Best Practice Introduction to DDD
MSDN Magazine article by David Laribee introducing DDD through an insurance policy management case study, using the Platonic Forms metaphor to frame the domain modelling goal.
Summary
Laribee introduces DDD through a concrete running example — an insurance policy management system — rather than through abstract definitions. The framing device is the Platonic Forms metaphor: the domain model is the ideal form (the platonic ideal of what a policy, claim, or premium truly is), while the implementation is an imperfect reflection of that ideal. The goal of DDD is to make the code as close as possible to the ideal domain model, with the domain model itself driven by business language rather than technical or database concerns.
The article covers the full set of DDD tactical patterns with insurance-domain examples. Entities have identity that persists through state changes (a policy has a policy number). Value Objects are immutable and identity-less — they are defined entirely by their attribute values (a monetary amount, a date range). Aggregate Roots enforce invariants and serve as the only entry point to a cluster of related objects (a Policy aggregate root controls access to its Clauses and Premiums). Domain Services express operations that cut across multiple entities and don’t naturally belong to any single entity. Application Services orchestrate use cases without containing domain logic. Repositories abstract persistence, allowing the domain model to be written without database awareness.

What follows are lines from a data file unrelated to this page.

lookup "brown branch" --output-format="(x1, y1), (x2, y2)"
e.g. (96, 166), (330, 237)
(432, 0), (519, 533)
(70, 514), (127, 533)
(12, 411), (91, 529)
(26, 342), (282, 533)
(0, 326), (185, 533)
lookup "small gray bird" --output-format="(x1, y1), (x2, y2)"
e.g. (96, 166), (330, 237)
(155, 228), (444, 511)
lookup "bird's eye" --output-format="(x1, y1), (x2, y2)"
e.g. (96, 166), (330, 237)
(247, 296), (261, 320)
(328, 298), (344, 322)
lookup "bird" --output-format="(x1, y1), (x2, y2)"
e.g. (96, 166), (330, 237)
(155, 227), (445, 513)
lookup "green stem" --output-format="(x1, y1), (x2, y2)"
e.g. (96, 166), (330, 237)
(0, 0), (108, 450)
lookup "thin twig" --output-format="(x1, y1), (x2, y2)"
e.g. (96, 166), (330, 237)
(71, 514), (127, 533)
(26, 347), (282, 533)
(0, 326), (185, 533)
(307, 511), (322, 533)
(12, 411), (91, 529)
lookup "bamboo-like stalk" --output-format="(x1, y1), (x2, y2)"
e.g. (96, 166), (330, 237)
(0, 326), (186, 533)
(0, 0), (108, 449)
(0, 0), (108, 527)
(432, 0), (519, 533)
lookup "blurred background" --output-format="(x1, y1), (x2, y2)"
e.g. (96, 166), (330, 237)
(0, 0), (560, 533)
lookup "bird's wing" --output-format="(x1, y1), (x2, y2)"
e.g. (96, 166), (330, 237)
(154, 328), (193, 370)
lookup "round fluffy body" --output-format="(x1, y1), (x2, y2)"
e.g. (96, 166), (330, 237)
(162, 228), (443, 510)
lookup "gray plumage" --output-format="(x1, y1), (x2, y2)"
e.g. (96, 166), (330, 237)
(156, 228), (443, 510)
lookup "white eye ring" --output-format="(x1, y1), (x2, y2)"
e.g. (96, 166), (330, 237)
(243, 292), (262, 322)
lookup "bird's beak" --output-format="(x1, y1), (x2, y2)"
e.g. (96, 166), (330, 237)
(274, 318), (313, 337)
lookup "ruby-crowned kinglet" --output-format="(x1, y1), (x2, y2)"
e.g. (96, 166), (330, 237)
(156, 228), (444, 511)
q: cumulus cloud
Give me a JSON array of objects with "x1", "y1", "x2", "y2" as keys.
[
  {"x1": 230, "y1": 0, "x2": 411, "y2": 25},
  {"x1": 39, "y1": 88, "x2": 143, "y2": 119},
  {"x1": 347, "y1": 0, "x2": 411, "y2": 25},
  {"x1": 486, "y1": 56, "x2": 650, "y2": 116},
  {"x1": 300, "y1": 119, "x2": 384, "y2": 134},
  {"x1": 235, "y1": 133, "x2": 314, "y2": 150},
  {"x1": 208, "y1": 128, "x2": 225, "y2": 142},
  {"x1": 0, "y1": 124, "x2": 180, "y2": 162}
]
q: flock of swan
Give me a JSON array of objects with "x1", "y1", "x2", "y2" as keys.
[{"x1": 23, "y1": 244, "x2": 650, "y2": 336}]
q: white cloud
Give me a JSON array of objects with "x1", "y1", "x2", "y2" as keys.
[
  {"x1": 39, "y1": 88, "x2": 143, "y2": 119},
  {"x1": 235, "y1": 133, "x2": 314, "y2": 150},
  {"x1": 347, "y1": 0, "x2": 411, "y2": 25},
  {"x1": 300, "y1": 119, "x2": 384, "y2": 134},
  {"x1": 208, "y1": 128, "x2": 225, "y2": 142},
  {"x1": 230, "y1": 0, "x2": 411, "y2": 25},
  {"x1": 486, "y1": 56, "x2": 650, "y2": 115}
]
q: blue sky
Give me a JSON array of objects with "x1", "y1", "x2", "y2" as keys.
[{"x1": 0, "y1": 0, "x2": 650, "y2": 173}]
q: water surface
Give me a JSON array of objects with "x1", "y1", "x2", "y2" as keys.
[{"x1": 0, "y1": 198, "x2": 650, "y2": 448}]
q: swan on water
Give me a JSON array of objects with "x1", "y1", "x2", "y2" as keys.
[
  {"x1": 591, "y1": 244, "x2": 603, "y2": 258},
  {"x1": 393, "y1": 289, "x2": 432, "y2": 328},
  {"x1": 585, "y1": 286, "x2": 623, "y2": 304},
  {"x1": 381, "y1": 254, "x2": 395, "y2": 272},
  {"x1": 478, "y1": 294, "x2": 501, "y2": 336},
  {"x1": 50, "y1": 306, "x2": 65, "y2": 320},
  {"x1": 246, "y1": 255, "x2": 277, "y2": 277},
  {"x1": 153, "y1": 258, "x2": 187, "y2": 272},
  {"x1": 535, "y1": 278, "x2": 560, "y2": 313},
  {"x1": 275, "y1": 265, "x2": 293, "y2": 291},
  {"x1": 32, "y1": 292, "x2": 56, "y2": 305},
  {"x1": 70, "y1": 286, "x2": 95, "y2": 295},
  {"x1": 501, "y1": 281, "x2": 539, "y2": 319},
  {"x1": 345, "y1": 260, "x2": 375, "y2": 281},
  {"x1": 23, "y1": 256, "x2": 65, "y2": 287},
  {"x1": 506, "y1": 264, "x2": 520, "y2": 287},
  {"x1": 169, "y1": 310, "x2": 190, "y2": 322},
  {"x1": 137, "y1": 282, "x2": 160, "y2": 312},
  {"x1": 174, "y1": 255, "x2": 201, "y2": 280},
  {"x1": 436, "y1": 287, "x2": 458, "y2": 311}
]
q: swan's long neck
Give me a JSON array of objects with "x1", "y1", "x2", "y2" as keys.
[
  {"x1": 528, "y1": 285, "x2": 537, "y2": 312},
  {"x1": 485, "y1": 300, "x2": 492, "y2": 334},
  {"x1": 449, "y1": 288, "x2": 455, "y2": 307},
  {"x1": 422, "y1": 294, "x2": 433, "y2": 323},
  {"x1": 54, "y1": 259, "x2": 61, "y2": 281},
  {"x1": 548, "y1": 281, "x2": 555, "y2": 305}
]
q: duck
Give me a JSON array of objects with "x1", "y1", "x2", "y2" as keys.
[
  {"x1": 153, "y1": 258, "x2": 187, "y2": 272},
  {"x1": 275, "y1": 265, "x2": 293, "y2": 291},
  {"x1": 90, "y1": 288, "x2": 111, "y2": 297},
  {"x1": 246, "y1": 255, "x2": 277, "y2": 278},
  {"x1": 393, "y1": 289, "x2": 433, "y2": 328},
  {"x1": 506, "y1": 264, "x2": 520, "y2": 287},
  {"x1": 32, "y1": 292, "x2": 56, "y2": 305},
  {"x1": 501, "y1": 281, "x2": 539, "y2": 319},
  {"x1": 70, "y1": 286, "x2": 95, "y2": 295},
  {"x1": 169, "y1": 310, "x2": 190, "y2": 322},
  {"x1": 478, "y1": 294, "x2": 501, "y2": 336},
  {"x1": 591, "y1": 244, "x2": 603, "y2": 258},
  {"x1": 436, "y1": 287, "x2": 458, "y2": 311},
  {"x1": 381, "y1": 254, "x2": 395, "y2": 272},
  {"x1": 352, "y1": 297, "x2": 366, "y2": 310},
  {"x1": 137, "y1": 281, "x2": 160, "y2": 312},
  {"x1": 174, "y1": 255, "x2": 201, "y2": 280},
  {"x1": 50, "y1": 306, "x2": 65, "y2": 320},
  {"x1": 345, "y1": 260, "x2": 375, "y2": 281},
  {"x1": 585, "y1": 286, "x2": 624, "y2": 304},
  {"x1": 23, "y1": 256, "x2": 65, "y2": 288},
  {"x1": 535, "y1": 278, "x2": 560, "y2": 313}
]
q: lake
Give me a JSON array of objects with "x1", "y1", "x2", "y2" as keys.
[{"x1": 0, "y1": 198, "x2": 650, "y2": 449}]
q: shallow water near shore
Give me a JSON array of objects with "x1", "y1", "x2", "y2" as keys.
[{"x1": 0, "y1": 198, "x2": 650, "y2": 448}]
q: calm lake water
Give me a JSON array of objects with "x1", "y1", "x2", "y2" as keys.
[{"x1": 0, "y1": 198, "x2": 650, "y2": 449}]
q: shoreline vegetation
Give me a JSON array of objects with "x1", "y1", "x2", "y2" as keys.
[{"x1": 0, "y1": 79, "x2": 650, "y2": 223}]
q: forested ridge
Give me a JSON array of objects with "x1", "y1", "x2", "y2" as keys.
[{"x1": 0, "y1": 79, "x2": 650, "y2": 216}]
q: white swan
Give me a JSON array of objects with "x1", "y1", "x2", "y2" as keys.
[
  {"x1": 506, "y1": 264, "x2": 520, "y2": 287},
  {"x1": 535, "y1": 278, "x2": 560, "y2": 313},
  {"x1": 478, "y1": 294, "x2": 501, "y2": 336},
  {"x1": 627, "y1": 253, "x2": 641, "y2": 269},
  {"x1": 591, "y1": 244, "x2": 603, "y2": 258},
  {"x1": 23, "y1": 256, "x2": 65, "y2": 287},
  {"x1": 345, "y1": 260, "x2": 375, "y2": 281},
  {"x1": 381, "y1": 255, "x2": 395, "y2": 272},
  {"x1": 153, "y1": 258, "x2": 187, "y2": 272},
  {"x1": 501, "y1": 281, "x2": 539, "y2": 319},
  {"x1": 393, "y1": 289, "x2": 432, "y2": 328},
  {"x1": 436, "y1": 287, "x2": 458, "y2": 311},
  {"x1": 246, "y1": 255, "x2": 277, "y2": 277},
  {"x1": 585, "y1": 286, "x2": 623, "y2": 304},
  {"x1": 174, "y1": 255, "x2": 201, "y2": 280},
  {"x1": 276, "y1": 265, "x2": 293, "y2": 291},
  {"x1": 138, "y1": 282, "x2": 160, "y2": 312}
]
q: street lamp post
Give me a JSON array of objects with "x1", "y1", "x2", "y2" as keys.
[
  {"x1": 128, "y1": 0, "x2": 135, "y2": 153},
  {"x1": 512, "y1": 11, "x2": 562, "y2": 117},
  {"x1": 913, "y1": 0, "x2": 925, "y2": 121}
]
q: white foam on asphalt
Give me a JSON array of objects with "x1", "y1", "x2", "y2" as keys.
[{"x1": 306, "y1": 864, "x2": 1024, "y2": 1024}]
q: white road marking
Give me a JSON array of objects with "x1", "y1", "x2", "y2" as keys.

The Anti-Corruption Layer (ACL) is illustrated in the context of integrating with a legacy policy administration system: the legacy system uses a different terminology and data model, and the ACL translates at the boundary so the new domain model is not polluted by legacy concepts.
Key Arguments
- The Platonic Forms metaphor: code is an imperfect reflection of the ideal domain model; DDD minimizes the imperfection
- Domain models should be driven by business language, not technical or database concerns
- Aggregate Roots enforce invariants and are the only entry points; the Law of Demeter applies — external code should not reach inside an aggregate
- Value Objects are immutable: equality is by value, not identity; immutability eliminates entire classes of bugs
- Domain Services express operations that don’t naturally belong to any entity and cut across aggregate boundaries
- Repositories abstract persistence: the domain model is written as if persistence is free, and repositories handle the mapping
- Anti-Corruption Layers translate between legacy terminology and domain language, protecting the new model from contamination
Concepts Covered
- Domain-Driven Design — foundational treatment with concrete insurance policy case study
- Aggregate — Law of Demeter and invariant enforcement; insurance policy as aggregate root example
- Bounded Context — Anti-Corruption Layer as a bounded context integration pattern
- Value Object — immutability and value-based equality
Quality Notes
Classic MSDN Magazine article (2009) that remains highly relevant. The insurance policy case study makes abstract DDD concepts tangible in a way that many theoretical treatments miss. Good as a first practical DDD read alongside the Evans DDD Reference. Laribee was an influential DDD practitioner in the .NET community.